6 Oktober 2025. Disalin dari buku jurnalku, dengan modifikasi.
Entahlah, kebanyakan sosial media pada saat ini tengah berlomba-lomba untuk mendapatkan atensi dari para penggunanya agar bisa berlama-lama berada di sosial media ini
Semua mulai terasa semenjak Tiktok menguasai platform sosial media dengan formasi video berdurasi pendek. Kemudian, sosial media lain pun ikut mengadaptasi format video pendek vertikal dan menyajikan konten yang menyesuaikan "For You Pages" dengan konten tak terhingga yang kemudian terciptanya istilah doomscrolling. Hingga saat ini, aku masih belum tertarik untuk menginstal dan bermain Tiktok di gawaiku.
Tidak hanya Tiktok, beberapa sosial media lain pun mempunyai fitur serupa, seperti Facebook dan Instagram dengan reels, Youtube dengan Youtube Shorts, bahkan e-commerce pun menggunakan format yang serupa untuk meningkatkan penjualan mereka.
Apakah hanya video pendek saja yang dipermasalahkan? Tidak.
Beberapa sosial media, terutama dari META (Facebook dan Instagram) pun tak luput dari pengalih distraksi untuk fokus. Mungkin tak jarang juga, yang awalnya ingin mencari A, malah berujung membaca atau melihat konten yang lain.
Instagram, dengan konten flexing memamerkan segala hal. Mulai dari pencapaian, harta, hingga pengalaman yang menyenangkan dengan teman-teman. Aku sendiri sebenarnya tidak masalah dengan hal ini. Toh, sosial media orang ini. Orang-orang bebas memamerkan apa yang mereka mau. Aku bisa saja turut senang, dan menikmati update dari teman-temanku.
Namun, semakin kesini, semakin sedikit yang bisa kunikmati disini. Saat ini, Instagram banyak mensugestikan konten rage bait dari 'influencer', konten berita dengan formasi template dari 'homeless media' yang hanya memberikan click bait dengan foto yang kadang tidak relevan serta judul artikel segede gaban di bawah. Belum lagi para buzzer yang meramaikan komentar dan memperkeruh interaksi. Terkadang, aku cukup terganggu dengan fitur repost yang berada di linimasaku. Meskipun aku tidak bisa menghilangkan fitur repost dari para mutualku, untungnya di Instagram sendiri terdapat fitur menghilangkan suggested post yang terdapat di preferensi konten di linimasaku. Juga, Instagram bisa mengatur linimasa berdasarkan kronologikal waktu, meskipun terkadang ada post yang baru tiba di linimasaku setelah 1 hingga 2 minggu dipost.

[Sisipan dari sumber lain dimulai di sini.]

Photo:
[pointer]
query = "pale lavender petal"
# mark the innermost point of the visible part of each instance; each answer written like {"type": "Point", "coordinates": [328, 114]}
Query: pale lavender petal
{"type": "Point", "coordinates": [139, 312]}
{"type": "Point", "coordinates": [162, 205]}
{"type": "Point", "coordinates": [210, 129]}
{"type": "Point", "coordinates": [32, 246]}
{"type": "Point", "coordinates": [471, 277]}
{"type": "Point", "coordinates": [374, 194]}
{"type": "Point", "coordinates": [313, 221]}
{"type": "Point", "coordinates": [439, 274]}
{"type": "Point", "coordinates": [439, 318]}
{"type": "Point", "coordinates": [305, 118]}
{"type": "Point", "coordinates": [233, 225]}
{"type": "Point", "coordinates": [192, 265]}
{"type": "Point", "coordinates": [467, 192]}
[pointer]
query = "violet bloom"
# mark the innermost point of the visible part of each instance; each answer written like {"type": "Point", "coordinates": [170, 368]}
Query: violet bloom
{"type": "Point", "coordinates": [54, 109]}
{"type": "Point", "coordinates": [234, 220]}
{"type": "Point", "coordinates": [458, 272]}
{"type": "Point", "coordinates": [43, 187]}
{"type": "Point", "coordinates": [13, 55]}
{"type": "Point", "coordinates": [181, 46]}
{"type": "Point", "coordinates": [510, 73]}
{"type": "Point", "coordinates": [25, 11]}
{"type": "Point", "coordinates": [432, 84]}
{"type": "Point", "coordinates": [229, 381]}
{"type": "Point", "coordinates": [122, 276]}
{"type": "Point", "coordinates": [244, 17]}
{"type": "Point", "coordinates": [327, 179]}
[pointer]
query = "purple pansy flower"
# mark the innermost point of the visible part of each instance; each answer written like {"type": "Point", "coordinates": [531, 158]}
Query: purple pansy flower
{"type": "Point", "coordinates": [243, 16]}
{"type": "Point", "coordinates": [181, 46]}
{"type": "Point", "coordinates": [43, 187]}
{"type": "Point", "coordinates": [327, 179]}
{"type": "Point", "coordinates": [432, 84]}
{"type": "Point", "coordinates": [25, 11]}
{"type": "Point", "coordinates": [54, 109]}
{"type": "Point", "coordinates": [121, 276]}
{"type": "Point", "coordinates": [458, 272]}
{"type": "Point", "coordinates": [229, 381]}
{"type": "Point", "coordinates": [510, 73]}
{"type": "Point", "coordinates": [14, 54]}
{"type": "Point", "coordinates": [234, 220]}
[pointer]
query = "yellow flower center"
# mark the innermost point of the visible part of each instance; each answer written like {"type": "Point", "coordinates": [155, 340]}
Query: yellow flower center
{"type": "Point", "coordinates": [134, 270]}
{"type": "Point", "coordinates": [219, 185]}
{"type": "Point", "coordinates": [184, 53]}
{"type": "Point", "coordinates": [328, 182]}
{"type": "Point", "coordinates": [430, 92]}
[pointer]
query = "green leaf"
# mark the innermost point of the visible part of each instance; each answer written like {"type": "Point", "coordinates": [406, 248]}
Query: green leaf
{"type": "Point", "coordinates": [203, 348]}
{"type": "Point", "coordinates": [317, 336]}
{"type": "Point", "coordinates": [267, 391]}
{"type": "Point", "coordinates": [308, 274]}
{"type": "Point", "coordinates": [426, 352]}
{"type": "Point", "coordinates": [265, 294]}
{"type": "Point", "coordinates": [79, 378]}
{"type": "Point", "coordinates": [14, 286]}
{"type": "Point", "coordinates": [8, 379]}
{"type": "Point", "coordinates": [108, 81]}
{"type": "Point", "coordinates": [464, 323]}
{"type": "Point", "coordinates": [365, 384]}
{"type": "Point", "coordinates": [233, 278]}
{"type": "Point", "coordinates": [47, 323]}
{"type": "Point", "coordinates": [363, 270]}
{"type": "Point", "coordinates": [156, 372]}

Sejujurnya, aku memiliki masalah dengan penyakit scroll fesnuk gila. Facebook menjadi sosial media yang palugada. Mulai dari grup dengan hobi atau minat yang serupa, marketplace untuk menjual beli barang, post panjang, album, bahkan meme lucu. Menurutku, kebanyakan meme disini terasa fresh dan memiliki meta sendiri. Salah satunya meme ajakan Salat Jumat yang terus berkembang melebihi kemajuan negara ini
Terkadang, aku hanya ingin melihat update dari teman-temanku, informasi dari gim yang kumainkan, mencari informasi yang berguna, hingga melihat barang-barang bekas yang dijual. Jangan salah, aku mendapatkan smartband dari orang yang membuka lapak dan menjual mp4 playerku melalui marketplace ini.
Namun untuk saat ini, diberanda facebook-ku banyak disuguhi oleh konten-konten antah berantah yang tidak kuinginkan. Mulai dari emak-emak Facebook pro dan konten kreator yang kebelet FYP dan monetisasi konten, sponsored post yang tidak relevan, grup dengan nama aneh yang berisi konten rage bait, grup adu domba yang mendebatkan gim terbaik, fanpage berisi drama ga penting, video pendek berkualitas rendah, hingga cuplikan dari film atau animasi.
Esensi dari sosial media sendiri ialah untuk berinteraksi dengan teman online baik yang dekat maupun yang jauh. Namun sekarang, sosial media sendiri telah menghilangkan kata sosialnya, hanya media. Lalu apa bedanya dengan televisi?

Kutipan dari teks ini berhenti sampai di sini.